On a good night a single Teenage Mutant Ninja Turtles machine will see its coin tray filled. "At the end of the night we just dump a bucket of quarters out of the machine, around 50 bucks worth."
All these years on, with prices unadjusted for inflation, the aging arcade still offers a viable business. But time continues to be the greatest menace to the arcade, even in the midst of this repackaged revival. For many, this parade of curios whose bleeps and flashes provide an atmospheric link to the past long gone is little more than a hands-on exhibit, where Space Invaders' and Pac-Man's iconography is not forgotten but made fashionable. But fashions are transient.

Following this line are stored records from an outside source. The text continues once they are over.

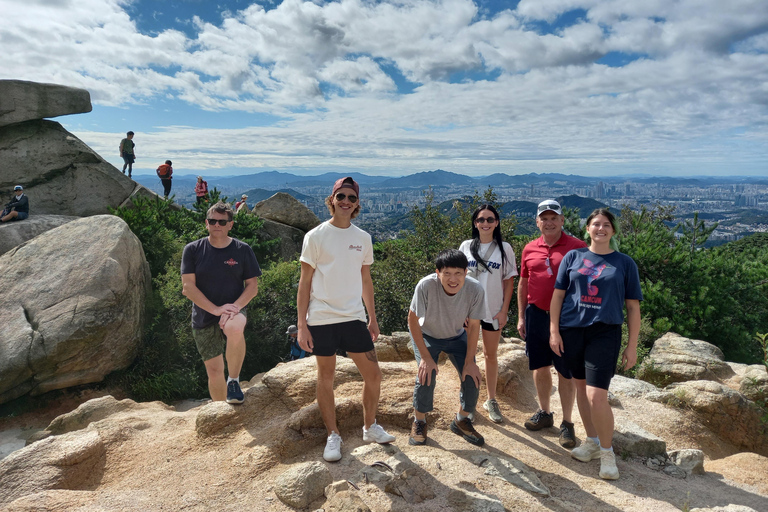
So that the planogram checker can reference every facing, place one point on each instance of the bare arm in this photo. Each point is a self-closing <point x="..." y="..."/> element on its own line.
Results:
<point x="555" y="307"/>
<point x="629" y="356"/>
<point x="503" y="315"/>
<point x="370" y="306"/>
<point x="522" y="302"/>
<point x="427" y="364"/>
<point x="302" y="307"/>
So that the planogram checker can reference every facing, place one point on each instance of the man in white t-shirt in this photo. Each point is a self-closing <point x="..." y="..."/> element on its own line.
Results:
<point x="335" y="282"/>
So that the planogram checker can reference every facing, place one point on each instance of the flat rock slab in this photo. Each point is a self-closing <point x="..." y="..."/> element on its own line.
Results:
<point x="24" y="101"/>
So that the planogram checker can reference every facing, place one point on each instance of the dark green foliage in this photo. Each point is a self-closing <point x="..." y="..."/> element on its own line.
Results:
<point x="169" y="366"/>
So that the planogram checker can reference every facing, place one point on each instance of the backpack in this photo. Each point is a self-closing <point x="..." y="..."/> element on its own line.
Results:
<point x="164" y="171"/>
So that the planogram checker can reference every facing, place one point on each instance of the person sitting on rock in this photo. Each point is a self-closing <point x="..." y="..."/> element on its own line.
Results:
<point x="443" y="303"/>
<point x="220" y="275"/>
<point x="335" y="282"/>
<point x="18" y="208"/>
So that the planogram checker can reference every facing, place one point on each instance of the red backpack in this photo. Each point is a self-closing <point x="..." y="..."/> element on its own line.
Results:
<point x="164" y="171"/>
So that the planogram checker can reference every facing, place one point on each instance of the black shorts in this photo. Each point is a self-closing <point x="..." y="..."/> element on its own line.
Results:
<point x="349" y="336"/>
<point x="592" y="352"/>
<point x="537" y="347"/>
<point x="487" y="327"/>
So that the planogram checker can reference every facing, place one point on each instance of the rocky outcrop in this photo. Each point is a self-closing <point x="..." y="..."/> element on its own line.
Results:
<point x="24" y="101"/>
<point x="285" y="209"/>
<point x="72" y="306"/>
<point x="675" y="358"/>
<point x="16" y="233"/>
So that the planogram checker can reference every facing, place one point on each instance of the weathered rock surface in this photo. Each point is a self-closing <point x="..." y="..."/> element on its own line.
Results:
<point x="675" y="358"/>
<point x="16" y="233"/>
<point x="24" y="101"/>
<point x="726" y="412"/>
<point x="60" y="174"/>
<point x="629" y="437"/>
<point x="290" y="238"/>
<point x="72" y="308"/>
<point x="302" y="483"/>
<point x="286" y="209"/>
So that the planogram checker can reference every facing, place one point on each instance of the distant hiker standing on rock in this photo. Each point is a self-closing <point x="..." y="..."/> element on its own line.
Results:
<point x="593" y="287"/>
<point x="492" y="263"/>
<point x="335" y="282"/>
<point x="441" y="303"/>
<point x="18" y="208"/>
<point x="201" y="190"/>
<point x="165" y="173"/>
<point x="220" y="275"/>
<point x="127" y="152"/>
<point x="539" y="264"/>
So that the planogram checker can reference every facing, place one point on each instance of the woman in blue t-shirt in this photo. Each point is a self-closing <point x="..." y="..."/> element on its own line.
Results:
<point x="593" y="286"/>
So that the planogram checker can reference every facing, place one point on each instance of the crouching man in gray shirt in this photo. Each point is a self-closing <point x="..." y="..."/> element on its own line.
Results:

How long can the business model sustain?
"Who knows when you open a bar in New York City if you're going to be there eight years later?"
"Well, I don't know," says Kermizian. "It's become very much a trend here in the U.S. Since Barcade's success, a lot of similar places have opened, especially in the last couple of years, all following our business model. It's become a big thing, and, as with all trends, it's going to be interesting to see if it lasts. There's a lot of classic arcades opening, they're all combining the bar aspect because that appears to work as a new recipe."
And Barcade itself? Is there a danger that it will go the same way as its precursors of the late '70s and early '80s? Will technology's unstoppable plod render the bar arcade obsolete? "It's sustained itself so far," he says. "We've been able to put newer games in without compromising and making them too new. We don't ever want to do that. I think there's always nostalgia element but equally these games are so simple and so addictive and so deliciously frustrating ... It's clear that young people, and people who are new to the games, are enjoying them on their own merits ... With that fact there's a chance to just keep reaching new generations.
"But we'll see. Who knows when you open a bar in New York City if you're going to be there eight years later?"
What's certain is that the debt has been paid, balance restored: Finally, there's an American bar that owes a great deal to the video game.